Phronima are typically considered parasites of pelagic tunicates and are well known for the “barrels” they create from the bodies of their hosts to house their developing young67. Phronima is primarily found on salps, with few reports of phronimids living or feeding on siphonophores, medusae, and ctenophores66,68,69. Phronima leave minimal clues to the origin of their barrels, as they remove zooids and smooth the surface.

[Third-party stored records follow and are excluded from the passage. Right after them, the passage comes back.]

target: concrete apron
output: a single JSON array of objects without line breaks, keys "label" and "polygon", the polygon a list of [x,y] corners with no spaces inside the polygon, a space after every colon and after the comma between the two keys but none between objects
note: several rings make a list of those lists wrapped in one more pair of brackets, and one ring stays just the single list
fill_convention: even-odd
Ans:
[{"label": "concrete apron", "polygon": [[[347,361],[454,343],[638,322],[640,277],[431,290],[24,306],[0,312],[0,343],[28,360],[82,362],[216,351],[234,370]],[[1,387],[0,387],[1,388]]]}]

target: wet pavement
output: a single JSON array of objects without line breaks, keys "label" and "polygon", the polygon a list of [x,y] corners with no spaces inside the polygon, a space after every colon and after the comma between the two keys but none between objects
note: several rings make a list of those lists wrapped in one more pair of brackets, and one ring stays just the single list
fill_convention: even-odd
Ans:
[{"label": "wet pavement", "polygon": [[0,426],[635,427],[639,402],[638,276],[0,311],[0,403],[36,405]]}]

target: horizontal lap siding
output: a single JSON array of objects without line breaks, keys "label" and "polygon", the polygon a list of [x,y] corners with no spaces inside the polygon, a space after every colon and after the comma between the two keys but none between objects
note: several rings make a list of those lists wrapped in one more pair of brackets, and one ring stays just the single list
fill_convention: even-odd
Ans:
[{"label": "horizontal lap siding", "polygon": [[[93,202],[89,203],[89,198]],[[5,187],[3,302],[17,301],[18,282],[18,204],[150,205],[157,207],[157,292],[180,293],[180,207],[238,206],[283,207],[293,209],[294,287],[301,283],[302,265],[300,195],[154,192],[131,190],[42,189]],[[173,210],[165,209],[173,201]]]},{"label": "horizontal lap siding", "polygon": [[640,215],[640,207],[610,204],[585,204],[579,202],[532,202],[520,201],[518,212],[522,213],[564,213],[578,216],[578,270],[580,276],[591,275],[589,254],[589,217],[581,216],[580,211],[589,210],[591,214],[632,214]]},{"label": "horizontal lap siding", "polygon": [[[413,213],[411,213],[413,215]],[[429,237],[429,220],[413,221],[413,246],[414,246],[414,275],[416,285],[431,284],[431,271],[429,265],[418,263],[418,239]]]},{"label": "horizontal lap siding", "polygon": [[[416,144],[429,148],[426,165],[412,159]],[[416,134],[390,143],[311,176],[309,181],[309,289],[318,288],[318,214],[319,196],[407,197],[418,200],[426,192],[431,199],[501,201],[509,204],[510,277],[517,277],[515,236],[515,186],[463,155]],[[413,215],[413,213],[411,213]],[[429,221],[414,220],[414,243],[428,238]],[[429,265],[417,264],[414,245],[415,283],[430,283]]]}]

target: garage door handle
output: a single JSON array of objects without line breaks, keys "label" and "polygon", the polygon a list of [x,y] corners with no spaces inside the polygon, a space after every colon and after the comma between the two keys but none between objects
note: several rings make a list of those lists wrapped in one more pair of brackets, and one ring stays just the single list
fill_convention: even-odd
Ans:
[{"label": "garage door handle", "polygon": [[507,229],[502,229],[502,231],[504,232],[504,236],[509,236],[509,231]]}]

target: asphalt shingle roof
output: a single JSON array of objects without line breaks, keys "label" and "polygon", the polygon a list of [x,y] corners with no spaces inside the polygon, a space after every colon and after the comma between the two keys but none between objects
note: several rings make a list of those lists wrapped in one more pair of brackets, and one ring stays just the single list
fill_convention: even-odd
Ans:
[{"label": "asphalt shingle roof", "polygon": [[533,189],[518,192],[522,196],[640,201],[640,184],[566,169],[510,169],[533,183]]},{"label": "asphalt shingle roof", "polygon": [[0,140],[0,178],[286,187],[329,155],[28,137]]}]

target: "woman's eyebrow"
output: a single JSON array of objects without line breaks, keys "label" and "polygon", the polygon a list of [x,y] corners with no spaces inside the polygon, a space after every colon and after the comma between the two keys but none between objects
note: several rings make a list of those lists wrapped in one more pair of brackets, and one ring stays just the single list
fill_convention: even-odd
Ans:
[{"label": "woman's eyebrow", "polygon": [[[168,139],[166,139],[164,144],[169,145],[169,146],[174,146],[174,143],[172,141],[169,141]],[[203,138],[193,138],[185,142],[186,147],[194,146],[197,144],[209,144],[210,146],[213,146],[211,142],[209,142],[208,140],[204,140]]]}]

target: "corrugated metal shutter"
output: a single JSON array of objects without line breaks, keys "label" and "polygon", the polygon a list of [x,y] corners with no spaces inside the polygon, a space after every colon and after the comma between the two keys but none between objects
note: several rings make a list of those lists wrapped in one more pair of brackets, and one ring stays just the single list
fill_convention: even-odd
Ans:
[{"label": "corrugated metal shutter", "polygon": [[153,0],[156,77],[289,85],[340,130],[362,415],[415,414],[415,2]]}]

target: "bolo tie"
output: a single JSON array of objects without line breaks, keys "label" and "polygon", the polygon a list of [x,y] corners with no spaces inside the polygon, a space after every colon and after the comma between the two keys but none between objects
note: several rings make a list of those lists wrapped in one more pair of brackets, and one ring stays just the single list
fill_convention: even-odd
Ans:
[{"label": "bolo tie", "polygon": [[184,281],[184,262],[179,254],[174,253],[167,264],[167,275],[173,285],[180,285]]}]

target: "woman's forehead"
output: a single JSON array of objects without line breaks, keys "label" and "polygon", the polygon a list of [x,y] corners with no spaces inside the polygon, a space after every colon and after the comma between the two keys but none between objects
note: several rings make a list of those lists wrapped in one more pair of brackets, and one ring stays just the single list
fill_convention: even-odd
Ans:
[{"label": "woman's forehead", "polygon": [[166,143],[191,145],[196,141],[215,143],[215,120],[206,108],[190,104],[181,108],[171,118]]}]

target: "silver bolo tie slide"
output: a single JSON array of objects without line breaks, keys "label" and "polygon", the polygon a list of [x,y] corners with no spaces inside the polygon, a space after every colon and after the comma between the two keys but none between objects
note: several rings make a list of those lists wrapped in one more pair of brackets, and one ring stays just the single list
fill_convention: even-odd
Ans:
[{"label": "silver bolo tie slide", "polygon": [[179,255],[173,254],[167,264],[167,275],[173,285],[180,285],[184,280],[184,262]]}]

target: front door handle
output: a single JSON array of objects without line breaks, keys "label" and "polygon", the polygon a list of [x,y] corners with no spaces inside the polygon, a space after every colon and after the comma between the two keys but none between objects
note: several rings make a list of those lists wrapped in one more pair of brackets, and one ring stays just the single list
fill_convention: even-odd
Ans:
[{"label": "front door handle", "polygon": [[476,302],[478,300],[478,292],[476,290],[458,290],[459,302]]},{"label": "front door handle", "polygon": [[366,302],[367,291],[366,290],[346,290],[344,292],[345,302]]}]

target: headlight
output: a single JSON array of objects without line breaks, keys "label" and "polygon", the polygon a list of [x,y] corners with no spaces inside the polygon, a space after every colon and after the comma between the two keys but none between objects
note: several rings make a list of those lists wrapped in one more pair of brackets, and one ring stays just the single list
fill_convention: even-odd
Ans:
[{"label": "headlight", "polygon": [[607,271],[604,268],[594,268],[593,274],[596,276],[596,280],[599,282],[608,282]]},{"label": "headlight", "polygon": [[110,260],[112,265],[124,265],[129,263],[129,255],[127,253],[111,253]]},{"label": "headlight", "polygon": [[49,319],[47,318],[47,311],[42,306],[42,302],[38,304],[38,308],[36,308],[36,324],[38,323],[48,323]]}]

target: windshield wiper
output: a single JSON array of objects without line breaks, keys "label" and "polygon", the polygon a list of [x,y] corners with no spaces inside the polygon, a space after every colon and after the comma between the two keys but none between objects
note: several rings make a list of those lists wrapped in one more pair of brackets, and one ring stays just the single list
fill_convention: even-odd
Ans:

Most barrels in this study could only be identified with the help of DNA barcoding and were found to be constructed from pyrosome tissue.

The fishes we observed inside a pyrosome colony may belong to the genus Tetragonurus Risso, 1810 (squaretails), which are known to occur in the Atlantic and reported to occupy the body cavities of salps and pyrosomes70. In laboratory experiments, squaretails preferred pelagic tunicates over a variety of different gelatinous zooplankton, a result substantiated by field observations and stomach content analysis70. In the case of pyrosomes, Janssen and Harbison70 observed squaretails to enter colonies through the shared aperture and to easily exit by swimming backward or forward. In addition to using the colony as shelter, squaretails micropredate on pyrosomes by biting off small pieces and also consume hyperiid amphipods. This would make the interaction partly mutualistic, as the fish can free the colony of its hyperiid parasites. A medusafish, Icichthys lockingtoni Jordan and Gilbert, 1880, was also reported inside a P. atlanticum colony21, although this species has not been reported in the North Atlantic.

To our knowledge this is the first published report of the medusa Drymonema gorgo in the Cabo Verde region, and of this species or any Drymonema scyphozoan feeding on P. atlanticum. Medusozoa are known predators of pelagic tunicates but the available observations mostly involve predation on salps18,71. It is possible that D. gorgo passively caught the pyrosomes during their upward diel migration, which was also suggested as a hunting strategy for several siphonophores and ctenophores72,73.

The benthic invertebrates feeding on P. atlanticum in this study were similar to the taxa observed by Lebrato et al.15 off the Ivory Coast, with exception of the Dondice nudibranch that was moving across the colony. Even though we did not see these mollusks feeding on pyrosomes, other nudibranchs are commonly reported to prey on other species of gelatinous zooplankton74 and a similar association may apply here.

## Conclusion

The present results illustrate the important ecological role of P. atlanticum in the ocean surrounding the Cabo Verde archipelago, impacting both pelagic and benthic ecosystems. Local island-induced upwelling appeared to favor pyrosome proliferation, and it was estimated that a substantial amount of organic carbon was transported to depth via P. atlanticum’s fecal pellet production and carcass deposition. Moreover, pyrosomes are here shown to be important components of the Cabo Verde pelagic community during their bloom formation, functioning as a food source and biological substrate in the midwater column. Our study emphasizes the need to complement quantitative net catches with in situ observations to increase spatial resolution, and to allow biomass estimates with additional information on behavior and interactions.